Deep learning models trained on medical imaging datasets (such as chest X-rays for Tuberculosis detection) achieve high diagnostic accuracy. However, patient privacy regulations require models to support patient data unlearning (the right to be forgotten). Retraining complex convolutional networks or vision transformers from scratch when patients withdraw consent is computationally prohibitive for healthcare networks.
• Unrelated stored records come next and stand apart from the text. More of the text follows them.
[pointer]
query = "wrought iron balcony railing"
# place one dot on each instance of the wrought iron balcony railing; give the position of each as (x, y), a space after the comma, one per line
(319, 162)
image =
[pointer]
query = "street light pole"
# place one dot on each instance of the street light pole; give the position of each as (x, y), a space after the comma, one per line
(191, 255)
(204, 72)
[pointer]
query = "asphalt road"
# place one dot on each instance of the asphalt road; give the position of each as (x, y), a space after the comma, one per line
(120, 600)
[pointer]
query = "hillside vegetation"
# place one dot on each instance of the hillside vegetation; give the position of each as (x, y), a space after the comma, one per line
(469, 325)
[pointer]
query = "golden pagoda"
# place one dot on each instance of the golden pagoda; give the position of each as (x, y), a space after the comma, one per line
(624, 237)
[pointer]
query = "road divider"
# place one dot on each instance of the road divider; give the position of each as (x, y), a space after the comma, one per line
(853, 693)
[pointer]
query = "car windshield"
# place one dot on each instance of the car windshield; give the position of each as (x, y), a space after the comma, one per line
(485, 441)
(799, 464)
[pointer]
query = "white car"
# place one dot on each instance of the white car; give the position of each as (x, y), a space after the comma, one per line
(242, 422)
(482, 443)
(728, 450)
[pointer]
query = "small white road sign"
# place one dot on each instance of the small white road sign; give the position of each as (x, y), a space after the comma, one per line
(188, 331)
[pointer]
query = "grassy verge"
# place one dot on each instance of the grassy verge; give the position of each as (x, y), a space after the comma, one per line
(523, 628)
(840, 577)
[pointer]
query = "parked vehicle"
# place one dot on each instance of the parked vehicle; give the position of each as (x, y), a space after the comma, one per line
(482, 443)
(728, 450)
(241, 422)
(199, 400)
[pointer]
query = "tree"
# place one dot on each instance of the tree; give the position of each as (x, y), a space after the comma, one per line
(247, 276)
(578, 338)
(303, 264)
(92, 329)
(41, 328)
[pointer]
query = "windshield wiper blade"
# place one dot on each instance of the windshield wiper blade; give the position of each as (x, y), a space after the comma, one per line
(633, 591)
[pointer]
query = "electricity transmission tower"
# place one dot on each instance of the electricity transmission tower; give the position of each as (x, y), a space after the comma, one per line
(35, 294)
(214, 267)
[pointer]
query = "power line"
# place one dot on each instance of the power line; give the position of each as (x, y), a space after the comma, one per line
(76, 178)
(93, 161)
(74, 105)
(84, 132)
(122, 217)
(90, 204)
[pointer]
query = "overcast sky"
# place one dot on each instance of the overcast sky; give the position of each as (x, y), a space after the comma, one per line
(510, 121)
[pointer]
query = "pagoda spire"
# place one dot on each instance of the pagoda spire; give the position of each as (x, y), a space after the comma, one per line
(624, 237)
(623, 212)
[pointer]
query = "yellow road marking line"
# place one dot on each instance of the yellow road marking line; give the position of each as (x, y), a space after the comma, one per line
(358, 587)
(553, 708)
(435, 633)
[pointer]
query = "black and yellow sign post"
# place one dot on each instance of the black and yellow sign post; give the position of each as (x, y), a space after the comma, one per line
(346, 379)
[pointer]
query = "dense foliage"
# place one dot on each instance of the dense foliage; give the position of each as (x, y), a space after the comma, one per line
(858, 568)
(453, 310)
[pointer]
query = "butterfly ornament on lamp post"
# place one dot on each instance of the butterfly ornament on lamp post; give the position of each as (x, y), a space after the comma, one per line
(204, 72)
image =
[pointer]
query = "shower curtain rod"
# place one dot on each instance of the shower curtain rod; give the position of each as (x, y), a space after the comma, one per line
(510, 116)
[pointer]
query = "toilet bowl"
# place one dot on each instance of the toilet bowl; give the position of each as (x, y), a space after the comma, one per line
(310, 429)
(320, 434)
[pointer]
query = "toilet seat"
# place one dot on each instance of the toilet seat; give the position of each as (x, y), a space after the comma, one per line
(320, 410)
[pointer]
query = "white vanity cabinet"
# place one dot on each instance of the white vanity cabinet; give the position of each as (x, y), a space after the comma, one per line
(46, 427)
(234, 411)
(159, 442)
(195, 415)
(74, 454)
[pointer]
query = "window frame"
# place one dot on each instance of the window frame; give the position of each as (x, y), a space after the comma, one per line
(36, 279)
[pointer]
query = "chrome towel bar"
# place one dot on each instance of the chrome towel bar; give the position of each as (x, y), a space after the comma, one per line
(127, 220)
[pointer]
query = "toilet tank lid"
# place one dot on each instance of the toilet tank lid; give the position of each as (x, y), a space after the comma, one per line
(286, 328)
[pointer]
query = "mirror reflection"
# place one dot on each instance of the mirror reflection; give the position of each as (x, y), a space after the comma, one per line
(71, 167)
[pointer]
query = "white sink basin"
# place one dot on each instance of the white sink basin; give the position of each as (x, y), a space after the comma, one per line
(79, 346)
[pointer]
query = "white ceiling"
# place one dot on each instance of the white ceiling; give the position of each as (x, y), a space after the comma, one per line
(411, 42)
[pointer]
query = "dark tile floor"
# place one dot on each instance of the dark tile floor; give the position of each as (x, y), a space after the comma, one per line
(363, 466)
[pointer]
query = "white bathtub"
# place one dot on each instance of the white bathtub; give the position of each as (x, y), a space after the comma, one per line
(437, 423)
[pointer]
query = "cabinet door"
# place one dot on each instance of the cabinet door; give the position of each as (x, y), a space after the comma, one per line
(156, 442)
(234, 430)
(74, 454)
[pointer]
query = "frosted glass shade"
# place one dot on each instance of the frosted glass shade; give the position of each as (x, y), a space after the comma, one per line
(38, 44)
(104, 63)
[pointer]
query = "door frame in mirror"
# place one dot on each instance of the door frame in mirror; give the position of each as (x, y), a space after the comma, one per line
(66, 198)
The challenge is to quickly erase specific imaging datasets from a trained model without degrading its diagnostic accuracy for remaining patients.

Key Contributions

  1. A localized machine unlearning algorithm designed specifically for deep convolutional networks.
  2. A verification protocol evaluating feature residuals after data deletion.
  3. Benchmarks on chest X-ray databases showing negligible diagnostic degradation.

Methodology

The framework implements a weight-scrubbing update based on Newton step approximations. Instead of full network retraining, we calculate the parameter updates by computing the Hessian matrix of the loss function over a small subset of remaining data. This is optimized using lower-bound projections to keep memory overhead low. To verify that the scrubbed patient images are fully purged, we compute representation similarity metrics in the latent space of the network, confirming that the network activations for unlearned samples are indistinguishable from random noise.

Results

Unlearning chest X-ray samples from a ResNet-based TB detection model was completed in under 4.2 seconds—representing a massive improvement over the hours required for full retraining. The diagnostic accuracy (AUC-ROC) for TB classification remains stable at 94.6% before and after the unlearning operation.

Implications

Verifiable and efficient unlearning algorithms enable privacy-first diagnostic systems in hospital networks. Patient consent can be managed dynamically, allowing institutions to strictly comply with privacy mandates without losing utility in their trained AI systems.